Chrysops sp. (over 75 species in North America)

Tabanidae family

½ inch long, a common species, C. discalis, has pale yellow and black markings with darkish patches

Illustration © Todd Telander

Illustration © Todd Telander

A notorious biter, and a relatively slow flier, deer flies are an ironically easy pest to swat. Of course, your satisfying kill occurs because the fly, always a female, has taken a nice nip out of you. She does so not by puncturing your skin as a mosquito does but by using her scissorlike mouthparts to cut into you, which facilitates her sucking up the flowing blood. Males cannot bite; they feed on nectar.

Deer flies are about the size of a house fly. After overwintering in wet soil near ponds and streams as larvae, adults emerge in spring and fly through the summer. They are visual bugs, attracted to dark, moving objects, and to carbon dioxide. Warm, low-wind, sunny days are when they are most active, primarily attacking the head, neck, and shoulders.
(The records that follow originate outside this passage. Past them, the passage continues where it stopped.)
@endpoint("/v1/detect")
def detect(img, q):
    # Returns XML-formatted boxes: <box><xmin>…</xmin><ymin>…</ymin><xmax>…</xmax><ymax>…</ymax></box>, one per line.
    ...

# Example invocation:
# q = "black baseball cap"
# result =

If the situation is dire, some people have turned to various patches and traps, many of which are bright blue and coated in sticky material that prevents flies from escaping.

Deer flies are a principal vector of Francisella tularensis, the bacteria that causes tularemia. The disease, which had an outbreak in Utah in 2007, produces chills, fever, muscle pain, and joint stiffness. Because deer flies can feed on multiple hosts, they can trigger acute outbreaks of tularemia. Tularemia seldom kills but is not pleasant.

BITING MIDGE

Culicoides sp. and Leptoconops sp.

Ceratopogndae family

Less than ¼ inch long

Illustration © Todd Telander

Illustration © Todd Telander

Gnats, no-see-ums, punkies, #*@$ bugs. We know these voracious little biters by many names. Entomologists prefer biting midges, particularly for the main genus, Culicoides, found in southern Utah. More than a dozen genera with over 100 species live throughout the region. All of them require water in some form during the larval stage. Water may be on vegetation, in pools, in wet soil, or springs, to name a few locales.

Most Culicoides are crepuscular or nocturnal feeders but will come out on overcast and/or calm days. Leptoconops, in contrast, come out and bite during the day. Only a handful of experts can tell the different species apart.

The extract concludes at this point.